Monday, April 23, 2007
It’s been a fairly dull start to the morning, with equities slightly lower, bonds slightly higher, and EUR/JPY down about half a percent. News headlines include an S&P upgrade to Japan’s long-term local currency rating (AA- to AA), and two stories that were subsequently denied:
* The FT carries a story that Japan is mulling the establishment of a sovereign wealth fund, a story that percolates every so often. While the MOF denied it, such a fund seems inevitable, given the state of the country’s demographics. Such a fund would almost certainly have negative consequences for the dollar, given that a high proportion of Japan’s reserves are kept in the greenback.
* Bank of Greece governor Garganas was quoted in a newspaper story as stating that further euro strength may preclude additional tightening from the ECB. This was partially responsible for the early stop loss run in EUR/USD and EUR/JPY. No doubt after an angry phone call from M. Trichet, the Bank of Greece subsequently denied the comments. It’s unlikely that the French elections have had much impact, though the outcome (Sarkozy and Royal making it past the first round) may increase the chance of the odd moan about euro strength over the next couple of weeks.
There was an interesting post in All About Alpha the other day linking to a Bridgewater piece on hedge fund beta masquerading as alpha. This calls to mind Macro Man’s recently-dormant research agenda on beta strategies. Remarkably, it didn’t take long to come up with a reasonable proxy for emerging market exposure that matches the Tremont emerging index, net of fees.
Per the Bridgewater note, emerging market returns can be thought of as ½ equity and ½ fixed income. Even within the fixed income space, currency and carry explain most of the returns. So a simple strategy of ½ EM equities and ½ EM carry basket would appear to capture the flavour of EM investing. Could it really be that simple?

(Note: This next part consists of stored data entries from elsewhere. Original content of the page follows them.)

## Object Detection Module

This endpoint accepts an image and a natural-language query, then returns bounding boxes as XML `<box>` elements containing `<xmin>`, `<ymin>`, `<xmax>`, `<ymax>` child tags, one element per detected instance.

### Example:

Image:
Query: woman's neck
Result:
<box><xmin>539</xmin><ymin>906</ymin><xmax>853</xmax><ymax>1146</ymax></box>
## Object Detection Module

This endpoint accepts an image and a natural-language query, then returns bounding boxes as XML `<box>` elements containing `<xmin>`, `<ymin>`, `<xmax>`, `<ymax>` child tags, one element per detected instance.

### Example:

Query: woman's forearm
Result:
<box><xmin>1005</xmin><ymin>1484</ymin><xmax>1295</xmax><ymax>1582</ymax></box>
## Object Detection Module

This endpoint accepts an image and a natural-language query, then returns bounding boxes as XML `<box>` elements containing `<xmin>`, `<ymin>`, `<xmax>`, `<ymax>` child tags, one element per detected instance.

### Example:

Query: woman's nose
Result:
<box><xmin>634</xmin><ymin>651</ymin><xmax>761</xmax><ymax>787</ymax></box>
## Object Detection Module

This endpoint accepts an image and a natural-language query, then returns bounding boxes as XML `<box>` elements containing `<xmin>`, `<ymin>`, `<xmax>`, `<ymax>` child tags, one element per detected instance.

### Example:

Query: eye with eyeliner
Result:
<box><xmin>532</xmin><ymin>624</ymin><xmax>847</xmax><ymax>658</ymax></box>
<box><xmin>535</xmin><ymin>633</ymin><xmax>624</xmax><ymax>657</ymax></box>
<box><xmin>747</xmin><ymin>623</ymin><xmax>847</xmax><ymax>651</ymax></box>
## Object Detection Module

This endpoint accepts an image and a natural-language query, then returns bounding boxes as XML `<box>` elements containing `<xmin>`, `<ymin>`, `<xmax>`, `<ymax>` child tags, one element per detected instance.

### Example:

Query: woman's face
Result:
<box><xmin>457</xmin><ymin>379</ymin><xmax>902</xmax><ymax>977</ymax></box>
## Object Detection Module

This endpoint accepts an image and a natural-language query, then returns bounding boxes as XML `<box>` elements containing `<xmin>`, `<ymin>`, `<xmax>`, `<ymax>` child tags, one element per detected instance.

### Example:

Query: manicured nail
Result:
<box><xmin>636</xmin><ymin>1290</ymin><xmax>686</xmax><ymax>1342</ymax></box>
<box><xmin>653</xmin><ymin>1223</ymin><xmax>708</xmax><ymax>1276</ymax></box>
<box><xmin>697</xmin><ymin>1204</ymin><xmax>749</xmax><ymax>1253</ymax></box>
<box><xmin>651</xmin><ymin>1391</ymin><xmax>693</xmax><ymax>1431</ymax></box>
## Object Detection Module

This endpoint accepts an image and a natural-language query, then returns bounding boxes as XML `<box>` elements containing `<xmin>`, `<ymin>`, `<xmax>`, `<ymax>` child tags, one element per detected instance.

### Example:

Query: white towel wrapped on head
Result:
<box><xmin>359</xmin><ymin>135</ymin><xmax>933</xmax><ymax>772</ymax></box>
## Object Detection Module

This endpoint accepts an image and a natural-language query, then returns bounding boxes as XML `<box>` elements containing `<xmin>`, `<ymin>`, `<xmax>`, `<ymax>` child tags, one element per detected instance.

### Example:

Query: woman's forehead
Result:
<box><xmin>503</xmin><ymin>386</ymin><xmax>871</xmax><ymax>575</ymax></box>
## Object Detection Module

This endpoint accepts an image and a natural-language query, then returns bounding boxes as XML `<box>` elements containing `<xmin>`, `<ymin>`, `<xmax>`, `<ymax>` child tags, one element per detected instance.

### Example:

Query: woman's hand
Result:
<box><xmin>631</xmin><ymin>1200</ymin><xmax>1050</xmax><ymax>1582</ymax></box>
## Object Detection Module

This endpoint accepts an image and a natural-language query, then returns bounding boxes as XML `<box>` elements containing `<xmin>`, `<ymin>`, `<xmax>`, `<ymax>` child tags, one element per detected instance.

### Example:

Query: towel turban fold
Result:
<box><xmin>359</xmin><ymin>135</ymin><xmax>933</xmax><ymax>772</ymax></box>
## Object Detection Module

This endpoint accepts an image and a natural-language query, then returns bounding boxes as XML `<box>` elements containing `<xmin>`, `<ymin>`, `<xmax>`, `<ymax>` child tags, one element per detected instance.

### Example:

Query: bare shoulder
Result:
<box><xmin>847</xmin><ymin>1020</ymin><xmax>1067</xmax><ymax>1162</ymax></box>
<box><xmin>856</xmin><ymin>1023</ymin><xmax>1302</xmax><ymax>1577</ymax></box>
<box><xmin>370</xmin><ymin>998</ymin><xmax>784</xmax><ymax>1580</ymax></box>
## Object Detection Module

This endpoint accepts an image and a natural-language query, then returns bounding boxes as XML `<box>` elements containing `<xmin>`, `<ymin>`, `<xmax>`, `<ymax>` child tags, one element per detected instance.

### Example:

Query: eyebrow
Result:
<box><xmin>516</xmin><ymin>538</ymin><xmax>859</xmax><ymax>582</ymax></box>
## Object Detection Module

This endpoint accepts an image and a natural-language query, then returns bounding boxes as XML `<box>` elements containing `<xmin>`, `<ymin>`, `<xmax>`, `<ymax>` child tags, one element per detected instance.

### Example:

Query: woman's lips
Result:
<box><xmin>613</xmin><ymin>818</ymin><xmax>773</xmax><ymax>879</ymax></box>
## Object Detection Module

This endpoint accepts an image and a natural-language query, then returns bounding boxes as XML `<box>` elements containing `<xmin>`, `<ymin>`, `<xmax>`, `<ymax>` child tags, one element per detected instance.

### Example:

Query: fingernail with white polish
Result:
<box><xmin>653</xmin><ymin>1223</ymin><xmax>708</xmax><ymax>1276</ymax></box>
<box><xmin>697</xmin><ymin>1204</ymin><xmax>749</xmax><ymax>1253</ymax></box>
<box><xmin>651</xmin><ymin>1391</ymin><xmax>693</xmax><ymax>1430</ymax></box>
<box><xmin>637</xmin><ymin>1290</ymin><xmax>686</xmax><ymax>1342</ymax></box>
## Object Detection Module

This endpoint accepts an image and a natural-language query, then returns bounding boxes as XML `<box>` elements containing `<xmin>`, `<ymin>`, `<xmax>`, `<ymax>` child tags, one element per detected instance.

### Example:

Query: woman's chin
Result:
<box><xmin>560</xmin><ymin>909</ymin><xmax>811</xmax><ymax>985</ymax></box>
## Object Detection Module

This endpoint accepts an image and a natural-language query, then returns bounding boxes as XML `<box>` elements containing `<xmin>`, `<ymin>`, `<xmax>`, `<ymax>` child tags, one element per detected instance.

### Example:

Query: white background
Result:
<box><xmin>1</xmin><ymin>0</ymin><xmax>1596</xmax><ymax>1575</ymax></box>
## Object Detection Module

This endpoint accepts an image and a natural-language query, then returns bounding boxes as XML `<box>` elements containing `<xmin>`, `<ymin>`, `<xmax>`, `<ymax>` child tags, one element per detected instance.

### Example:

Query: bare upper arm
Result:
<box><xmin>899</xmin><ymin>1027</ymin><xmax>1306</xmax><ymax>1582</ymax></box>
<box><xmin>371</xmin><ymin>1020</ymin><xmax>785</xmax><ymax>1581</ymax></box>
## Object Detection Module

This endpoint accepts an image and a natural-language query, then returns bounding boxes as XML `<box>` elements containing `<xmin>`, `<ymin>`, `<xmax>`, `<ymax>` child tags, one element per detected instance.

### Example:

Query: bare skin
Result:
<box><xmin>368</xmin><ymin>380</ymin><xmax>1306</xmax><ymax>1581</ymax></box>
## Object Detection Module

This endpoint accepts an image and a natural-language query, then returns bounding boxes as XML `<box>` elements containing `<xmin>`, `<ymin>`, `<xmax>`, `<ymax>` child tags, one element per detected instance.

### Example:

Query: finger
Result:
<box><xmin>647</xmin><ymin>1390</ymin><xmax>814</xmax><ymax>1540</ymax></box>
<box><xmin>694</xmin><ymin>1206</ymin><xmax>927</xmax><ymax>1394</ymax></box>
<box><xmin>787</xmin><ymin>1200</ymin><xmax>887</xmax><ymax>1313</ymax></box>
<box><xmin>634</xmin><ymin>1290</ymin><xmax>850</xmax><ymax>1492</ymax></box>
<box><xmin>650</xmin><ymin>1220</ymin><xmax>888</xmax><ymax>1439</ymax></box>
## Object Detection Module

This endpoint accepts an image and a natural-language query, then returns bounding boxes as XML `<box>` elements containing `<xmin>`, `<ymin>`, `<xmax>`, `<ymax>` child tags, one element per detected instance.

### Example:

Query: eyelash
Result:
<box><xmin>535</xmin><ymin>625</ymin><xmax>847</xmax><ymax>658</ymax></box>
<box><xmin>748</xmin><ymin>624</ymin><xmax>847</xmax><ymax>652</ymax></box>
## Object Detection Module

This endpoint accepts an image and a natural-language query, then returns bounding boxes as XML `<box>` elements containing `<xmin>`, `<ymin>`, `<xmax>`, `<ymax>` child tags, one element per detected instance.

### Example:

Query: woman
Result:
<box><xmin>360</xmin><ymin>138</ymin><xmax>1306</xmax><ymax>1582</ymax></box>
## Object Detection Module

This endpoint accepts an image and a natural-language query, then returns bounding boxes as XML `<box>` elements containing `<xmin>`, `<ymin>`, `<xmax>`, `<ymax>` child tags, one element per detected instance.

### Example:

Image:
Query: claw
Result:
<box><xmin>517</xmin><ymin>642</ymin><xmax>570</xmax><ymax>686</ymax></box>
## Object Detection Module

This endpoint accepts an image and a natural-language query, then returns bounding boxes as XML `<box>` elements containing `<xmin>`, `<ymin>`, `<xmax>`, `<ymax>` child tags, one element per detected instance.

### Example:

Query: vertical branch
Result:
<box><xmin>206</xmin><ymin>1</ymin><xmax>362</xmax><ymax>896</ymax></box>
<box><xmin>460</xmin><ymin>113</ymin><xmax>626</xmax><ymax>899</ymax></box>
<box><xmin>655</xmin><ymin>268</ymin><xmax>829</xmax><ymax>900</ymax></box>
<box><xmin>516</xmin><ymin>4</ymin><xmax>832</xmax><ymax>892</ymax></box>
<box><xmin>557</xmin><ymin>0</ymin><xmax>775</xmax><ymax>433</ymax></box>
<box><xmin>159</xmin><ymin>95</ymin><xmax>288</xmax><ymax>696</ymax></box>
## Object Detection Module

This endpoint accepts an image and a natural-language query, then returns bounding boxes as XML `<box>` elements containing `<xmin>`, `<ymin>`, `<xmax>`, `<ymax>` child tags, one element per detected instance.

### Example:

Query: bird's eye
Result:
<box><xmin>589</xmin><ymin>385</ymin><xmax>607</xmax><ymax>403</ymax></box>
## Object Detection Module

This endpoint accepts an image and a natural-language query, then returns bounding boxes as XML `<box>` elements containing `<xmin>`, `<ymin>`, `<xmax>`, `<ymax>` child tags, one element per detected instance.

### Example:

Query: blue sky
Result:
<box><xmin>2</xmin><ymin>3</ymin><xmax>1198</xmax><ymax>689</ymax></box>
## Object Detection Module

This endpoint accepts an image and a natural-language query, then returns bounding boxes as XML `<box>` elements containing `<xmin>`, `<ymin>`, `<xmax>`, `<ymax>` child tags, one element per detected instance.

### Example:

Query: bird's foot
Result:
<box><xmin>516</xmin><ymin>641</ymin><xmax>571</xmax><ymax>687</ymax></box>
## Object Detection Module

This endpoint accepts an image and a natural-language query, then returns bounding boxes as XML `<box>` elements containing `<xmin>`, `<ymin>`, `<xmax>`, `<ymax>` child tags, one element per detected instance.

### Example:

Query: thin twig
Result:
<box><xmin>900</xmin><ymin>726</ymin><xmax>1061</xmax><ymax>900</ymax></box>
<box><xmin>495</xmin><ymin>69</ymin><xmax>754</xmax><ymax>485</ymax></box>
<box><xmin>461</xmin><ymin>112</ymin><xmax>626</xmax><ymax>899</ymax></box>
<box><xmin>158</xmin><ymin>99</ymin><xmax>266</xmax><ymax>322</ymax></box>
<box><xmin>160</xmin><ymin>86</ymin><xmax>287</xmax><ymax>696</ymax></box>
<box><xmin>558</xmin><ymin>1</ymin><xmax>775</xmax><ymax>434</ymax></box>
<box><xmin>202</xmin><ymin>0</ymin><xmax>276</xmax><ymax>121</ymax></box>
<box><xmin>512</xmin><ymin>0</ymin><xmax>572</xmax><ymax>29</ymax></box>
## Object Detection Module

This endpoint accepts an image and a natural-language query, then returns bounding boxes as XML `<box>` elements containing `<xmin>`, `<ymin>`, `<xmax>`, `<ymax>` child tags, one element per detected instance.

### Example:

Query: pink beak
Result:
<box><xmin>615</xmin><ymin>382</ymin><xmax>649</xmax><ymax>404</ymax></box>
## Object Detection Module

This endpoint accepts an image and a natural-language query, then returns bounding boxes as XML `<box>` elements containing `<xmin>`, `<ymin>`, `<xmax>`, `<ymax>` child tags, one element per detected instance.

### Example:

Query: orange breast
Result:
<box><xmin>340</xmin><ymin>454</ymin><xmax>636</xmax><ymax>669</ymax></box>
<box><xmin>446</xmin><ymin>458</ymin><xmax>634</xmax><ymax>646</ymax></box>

As it turns out, it can. Macro Man constructed a simple index of ½ MSCI Emerging equities, ½ a carry basket of popular EM currencies plus the G3. While there is undoubtedly some ex-post selection bias here- THB is not included in the carry basket because it is fairly unfeasible to trade it offshore in size at the moment- the basket does capture most of the EM currencies that have been popular to trade over the past fifteen years.
He calculated returns on both a gross and net of performance fee (20%) basis. While he did not include a management fee in his calculation, by the same token he also did not include any return on cash deposits, either. The results are set out in the chart below.
The question is whether he can tweak the replication with a market-time element to turn it from a pure beta play to a beta-plus. A bit more research is required here. While there are undoubtedly superstar EM managers who trounce the index on a regular basis, it would appear quite clear that one can capture the bulk of the asset class’s returns with relatively little effort and at a cost substantially lower than two and twenty.